Jürgen Raeymaeckers

Personal information
- Date of birth: 3 May 1985 (age 41)
- Place of birth: Herenthout, Belgium
- Height: 1.83 m (6 ft 0 in)
- Position: Striker

Team information
- Current team: K. Lyra T.S.V.
- 1993–2004: Lierse

Senior career*
- Years: Team / Apps / (Gls)
- 2004–2006: Lierse / 43 / (1)
- 2006–2007: Roeselare / 6 / (1)
- 2007: OH Leuven / 3 / (0)
- 2008–2010: Sint-Niklaas / 49 / (3)
- 2010: Lille / 1 / (0)
- 2011–2013: Zwarte Leeuw / 39 / (11)
- 2013–2015: Duffel / 28 / (5)
- 2015–: K. Lyra T.S.V. / 0 / (0)

= Jürgen Raeymaeckers =

Belgian footballer

Jürgen Raeymaeckers (born 3 May 1985) is a Belgian football striker who currently plays for K. Lyra T.S.V. in the lower leagues of Belgian football.
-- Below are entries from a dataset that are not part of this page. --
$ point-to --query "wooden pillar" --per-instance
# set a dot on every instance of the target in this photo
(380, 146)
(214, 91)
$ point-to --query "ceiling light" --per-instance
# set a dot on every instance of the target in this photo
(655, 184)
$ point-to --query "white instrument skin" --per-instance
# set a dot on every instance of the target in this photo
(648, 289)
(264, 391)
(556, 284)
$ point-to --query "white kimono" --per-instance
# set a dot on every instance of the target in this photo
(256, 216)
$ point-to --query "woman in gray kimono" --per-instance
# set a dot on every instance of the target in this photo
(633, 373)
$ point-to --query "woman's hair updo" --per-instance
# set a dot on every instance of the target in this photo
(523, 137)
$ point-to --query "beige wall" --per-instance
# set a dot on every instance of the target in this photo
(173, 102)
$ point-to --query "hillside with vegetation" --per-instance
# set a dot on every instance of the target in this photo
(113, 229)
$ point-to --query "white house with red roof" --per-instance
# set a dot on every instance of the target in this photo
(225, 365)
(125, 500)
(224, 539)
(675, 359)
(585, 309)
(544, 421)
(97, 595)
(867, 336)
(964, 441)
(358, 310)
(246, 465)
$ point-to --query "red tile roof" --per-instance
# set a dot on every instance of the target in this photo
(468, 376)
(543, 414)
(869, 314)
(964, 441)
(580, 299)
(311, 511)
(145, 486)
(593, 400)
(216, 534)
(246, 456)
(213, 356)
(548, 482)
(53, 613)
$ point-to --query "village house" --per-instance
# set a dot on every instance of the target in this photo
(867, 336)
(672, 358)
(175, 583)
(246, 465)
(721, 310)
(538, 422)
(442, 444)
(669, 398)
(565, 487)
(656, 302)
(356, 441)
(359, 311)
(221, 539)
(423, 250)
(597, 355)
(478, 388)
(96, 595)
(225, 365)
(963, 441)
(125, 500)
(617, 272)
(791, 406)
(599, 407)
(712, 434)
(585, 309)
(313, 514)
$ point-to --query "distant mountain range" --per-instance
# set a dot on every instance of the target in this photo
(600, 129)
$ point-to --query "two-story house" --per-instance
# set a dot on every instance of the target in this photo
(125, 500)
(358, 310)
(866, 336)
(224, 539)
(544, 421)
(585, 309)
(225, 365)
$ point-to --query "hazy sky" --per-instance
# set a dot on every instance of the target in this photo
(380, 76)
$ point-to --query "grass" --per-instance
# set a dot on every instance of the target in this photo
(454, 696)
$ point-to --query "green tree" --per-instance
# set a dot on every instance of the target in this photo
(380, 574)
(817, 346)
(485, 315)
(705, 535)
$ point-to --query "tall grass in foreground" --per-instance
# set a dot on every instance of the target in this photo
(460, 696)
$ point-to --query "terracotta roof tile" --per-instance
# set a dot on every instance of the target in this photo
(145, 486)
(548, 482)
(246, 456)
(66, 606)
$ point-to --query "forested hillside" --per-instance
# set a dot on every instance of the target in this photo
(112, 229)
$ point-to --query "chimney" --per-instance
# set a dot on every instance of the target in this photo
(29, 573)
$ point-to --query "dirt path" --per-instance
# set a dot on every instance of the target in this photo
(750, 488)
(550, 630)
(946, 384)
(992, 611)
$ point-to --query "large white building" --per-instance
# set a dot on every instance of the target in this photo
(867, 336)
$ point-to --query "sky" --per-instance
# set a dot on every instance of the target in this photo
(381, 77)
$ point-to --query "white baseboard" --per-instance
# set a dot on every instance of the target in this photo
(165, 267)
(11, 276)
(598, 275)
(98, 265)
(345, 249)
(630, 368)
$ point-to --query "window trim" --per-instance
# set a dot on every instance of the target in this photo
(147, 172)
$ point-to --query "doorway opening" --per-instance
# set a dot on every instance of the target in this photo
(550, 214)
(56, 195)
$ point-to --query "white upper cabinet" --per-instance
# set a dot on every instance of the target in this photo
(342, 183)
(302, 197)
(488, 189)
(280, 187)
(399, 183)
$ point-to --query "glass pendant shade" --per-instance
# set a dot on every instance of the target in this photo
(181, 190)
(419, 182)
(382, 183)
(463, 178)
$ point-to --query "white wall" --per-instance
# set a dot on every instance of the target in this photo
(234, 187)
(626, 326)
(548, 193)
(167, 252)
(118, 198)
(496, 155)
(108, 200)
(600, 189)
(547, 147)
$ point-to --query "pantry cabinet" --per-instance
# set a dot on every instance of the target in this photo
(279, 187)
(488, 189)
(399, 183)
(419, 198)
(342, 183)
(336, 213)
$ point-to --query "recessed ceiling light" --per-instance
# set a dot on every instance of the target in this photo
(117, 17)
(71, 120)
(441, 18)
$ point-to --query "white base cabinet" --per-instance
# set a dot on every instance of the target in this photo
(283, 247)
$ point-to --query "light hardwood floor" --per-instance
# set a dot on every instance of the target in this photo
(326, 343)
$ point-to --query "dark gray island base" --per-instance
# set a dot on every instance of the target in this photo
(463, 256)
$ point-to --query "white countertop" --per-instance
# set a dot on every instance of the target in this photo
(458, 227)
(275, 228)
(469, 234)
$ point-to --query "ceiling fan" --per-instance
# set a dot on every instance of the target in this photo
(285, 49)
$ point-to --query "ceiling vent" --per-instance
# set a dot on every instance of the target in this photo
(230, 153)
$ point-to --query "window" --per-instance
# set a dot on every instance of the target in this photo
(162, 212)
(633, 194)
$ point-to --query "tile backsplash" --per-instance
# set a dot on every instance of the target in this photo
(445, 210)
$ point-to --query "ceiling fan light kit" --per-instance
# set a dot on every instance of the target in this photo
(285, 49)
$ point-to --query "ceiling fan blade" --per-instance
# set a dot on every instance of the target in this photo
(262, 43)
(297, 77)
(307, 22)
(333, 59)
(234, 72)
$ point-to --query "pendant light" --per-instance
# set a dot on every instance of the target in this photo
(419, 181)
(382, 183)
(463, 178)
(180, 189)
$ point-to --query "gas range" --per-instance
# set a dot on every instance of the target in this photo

Before he played with both Lierse and Roeselare in the Belgian Pro League.

==Career==
The winger/forward began his professional career with Lierse in 2004, scoring two times in 45 matches, before moving to Roeselare in 2006. As he did not get into the first team there, he left in 2007 to Belgian Second Division team OH Leuven. He left Leuven already few months later and moved to Sint-Niklaas in the Belgian Third Division. At Sint-Niklaas he was a regular, playing 52 matches in total. In 2010, he moved to Lille and afterwards Zwarte Leeuw.